From: Martin KaFai Lau <martin.lau@linux.dev>
To: Alexei Starovoitov <alexei.starovoitov@gmail.com>
Cc: Amery Hung <ameryhung@gmail.com>,
Jakub Sitnicki <jakub@cloudflare.com>,
Martin KaFai Lau <martin.lau@kernel.org>,
bpf <bpf@vger.kernel.org>,
Network Development <netdev@vger.kernel.org>,
"David S. Miller" <davem@davemloft.net>,
Eric Dumazet <edumazet@google.com>,
Jakub Kicinski <kuba@kernel.org>, Paolo Abeni <pabeni@redhat.com>,
Alexei Starovoitov <ast@kernel.org>,
Daniel Borkmann <daniel@iogearbox.net>,
Jesper Dangaard Brouer <hawk@kernel.org>,
John Fastabend <john.fastabend@gmail.com>,
Stanislav Fomichev <sdf@fomichev.me>,
Simon Horman <horms@kernel.org>,
Andrii Nakryiko <andrii@kernel.org>,
Eduard Zingerman <eddyz87@gmail.com>, Song Liu <song@kernel.org>,
Yonghong Song <yonghong.song@linux.dev>,
KP Singh <kpsingh@kernel.org>, Hao Luo <haoluo@google.com>,
Jiri Olsa <jolsa@kernel.org>,
kernel-team <kernel-team@cloudflare.com>
Subject: Re: [PATCH bpf-next v2 15/16] bpf: Realign skb metadata for TC progs using data_meta
Date: Mon, 5 Jan 2026 14:25:40 -0800 [thread overview]

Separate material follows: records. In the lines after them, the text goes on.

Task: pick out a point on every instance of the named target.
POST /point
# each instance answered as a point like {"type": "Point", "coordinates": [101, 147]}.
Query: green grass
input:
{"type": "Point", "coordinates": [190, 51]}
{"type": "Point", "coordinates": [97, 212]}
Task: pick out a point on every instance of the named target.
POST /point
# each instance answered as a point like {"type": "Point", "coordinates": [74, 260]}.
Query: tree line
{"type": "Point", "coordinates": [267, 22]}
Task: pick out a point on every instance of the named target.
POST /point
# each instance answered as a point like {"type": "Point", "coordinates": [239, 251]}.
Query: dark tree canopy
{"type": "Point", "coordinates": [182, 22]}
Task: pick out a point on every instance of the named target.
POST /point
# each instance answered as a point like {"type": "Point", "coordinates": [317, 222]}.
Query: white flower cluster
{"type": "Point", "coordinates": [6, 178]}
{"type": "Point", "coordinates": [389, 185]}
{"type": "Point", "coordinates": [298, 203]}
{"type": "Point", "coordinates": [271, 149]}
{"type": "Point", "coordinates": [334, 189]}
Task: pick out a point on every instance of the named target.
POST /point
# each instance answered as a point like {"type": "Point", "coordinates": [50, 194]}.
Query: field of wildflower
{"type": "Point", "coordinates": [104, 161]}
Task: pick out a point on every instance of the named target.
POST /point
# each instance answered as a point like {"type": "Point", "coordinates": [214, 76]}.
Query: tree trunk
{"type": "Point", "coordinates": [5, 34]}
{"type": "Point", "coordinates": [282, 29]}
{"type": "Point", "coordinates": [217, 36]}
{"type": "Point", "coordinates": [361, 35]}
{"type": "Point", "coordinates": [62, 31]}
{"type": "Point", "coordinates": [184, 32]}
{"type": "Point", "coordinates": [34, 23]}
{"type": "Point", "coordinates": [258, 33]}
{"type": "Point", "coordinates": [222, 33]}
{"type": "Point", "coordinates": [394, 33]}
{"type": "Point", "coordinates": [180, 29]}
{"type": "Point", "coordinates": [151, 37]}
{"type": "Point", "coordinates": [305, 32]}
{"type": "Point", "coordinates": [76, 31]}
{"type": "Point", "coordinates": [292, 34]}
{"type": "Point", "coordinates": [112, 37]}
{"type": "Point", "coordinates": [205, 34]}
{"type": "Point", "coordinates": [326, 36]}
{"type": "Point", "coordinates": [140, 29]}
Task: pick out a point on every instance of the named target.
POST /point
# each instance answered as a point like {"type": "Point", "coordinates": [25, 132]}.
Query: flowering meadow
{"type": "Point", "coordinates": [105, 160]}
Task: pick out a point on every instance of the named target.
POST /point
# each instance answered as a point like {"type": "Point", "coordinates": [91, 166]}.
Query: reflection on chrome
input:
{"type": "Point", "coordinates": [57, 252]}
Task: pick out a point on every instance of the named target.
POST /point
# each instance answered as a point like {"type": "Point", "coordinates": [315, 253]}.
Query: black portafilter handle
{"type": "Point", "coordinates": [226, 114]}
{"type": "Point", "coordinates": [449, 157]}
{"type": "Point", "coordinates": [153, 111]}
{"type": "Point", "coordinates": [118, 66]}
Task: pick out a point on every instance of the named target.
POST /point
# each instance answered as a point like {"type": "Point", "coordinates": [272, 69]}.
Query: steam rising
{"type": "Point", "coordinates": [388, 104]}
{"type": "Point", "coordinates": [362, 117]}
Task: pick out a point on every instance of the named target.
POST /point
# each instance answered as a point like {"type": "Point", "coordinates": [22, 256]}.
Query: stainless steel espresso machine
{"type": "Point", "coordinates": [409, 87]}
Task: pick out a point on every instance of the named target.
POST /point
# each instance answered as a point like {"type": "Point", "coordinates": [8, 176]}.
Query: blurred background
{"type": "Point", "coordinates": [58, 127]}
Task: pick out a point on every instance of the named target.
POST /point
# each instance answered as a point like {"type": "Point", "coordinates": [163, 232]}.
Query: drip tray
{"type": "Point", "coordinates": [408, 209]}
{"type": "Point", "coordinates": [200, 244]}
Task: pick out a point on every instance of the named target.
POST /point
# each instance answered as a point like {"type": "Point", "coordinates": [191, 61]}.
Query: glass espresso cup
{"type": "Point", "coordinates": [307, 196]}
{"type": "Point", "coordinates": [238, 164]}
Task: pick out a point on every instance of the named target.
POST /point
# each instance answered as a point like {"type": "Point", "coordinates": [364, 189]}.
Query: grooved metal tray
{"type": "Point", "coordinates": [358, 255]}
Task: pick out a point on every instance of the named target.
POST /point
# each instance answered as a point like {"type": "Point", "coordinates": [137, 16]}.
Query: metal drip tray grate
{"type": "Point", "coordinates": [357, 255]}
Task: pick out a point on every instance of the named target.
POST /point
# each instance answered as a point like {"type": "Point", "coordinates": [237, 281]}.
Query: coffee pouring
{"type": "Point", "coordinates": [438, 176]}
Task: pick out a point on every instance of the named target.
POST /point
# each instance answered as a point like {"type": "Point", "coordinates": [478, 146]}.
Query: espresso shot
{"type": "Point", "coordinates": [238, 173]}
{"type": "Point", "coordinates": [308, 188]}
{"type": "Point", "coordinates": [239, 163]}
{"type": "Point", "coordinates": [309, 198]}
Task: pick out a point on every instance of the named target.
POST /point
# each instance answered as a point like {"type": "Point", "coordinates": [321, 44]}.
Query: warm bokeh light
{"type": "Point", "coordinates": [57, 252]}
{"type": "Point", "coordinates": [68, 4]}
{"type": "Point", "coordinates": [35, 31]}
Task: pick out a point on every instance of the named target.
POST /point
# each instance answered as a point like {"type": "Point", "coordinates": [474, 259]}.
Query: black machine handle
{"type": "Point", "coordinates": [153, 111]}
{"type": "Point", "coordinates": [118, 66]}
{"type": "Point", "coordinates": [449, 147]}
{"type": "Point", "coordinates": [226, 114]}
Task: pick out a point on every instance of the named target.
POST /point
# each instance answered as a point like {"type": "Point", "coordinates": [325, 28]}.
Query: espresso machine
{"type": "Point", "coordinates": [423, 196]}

Message-ID: <d267c646-1acc-4e5b-aa96-56759fca57d0@linux.dev> (raw)
In-Reply-To: <CAADnVQKB5vRJM4kJC5515snR6KHweE-Ld_W1wWgPSWATgiUCwg@mail.gmail.com>
On 1/5/26 1:47 PM, Alexei Starovoitov wrote:
> On Mon, Jan 5, 2026 at 12:55 PM Martin KaFai Lau <martin.lau@linux.dev> wrote:
>>
>>
>>
>> On 1/5/26 11:42 AM, Amery Hung wrote:
>>> On Mon, Jan 5, 2026 at 11:14 AM Alexei Starovoitov
>>> <alexei.starovoitov@gmail.com> wrote:
>>>>
>>>> On Mon, Jan 5, 2026 at 4:15 AM Jakub Sitnicki <jakub@cloudflare.com> wrote:
>>>>>
>>>>>
>>>>> +__bpf_kfunc_start_defs();
>>>>> +
>>>>> +__bpf_kfunc void bpf_skb_meta_realign(struct __sk_buff *skb_)
>>>>> +{
>>>>> + struct sk_buff *skb = (typeof(skb))skb_;
>>>>> + u8 *meta_end = skb_metadata_end(skb);
>>>>> + u8 meta_len = skb_metadata_len(skb);
>>>>> + u8 *meta;
>>>>> + int gap;
>>>>> +
>>>>> + gap = skb_mac_header(skb) - meta_end;
>>>>> + if (!meta_len || !gap)
>>>>> + return;
>>>>> +
>>>>> + if (WARN_ONCE(gap < 0, "skb metadata end past mac header")) {
>>>>> + skb_metadata_clear(skb);
>>>>> + return;
>>>>> + }
>>>>> +
>>>>> + meta = meta_end - meta_len;
>>>>> + memmove(meta + gap, meta, meta_len);
>>>>> + skb_shinfo(skb)->meta_end += gap;
>>>>> +
>>>>> + bpf_compute_data_pointers(skb);
>>>>> +}
>>>>> +
>>>>> +__bpf_kfunc_end_defs();
>>>>> +
>>>>> +BTF_KFUNCS_START(tc_cls_act_hidden_ids)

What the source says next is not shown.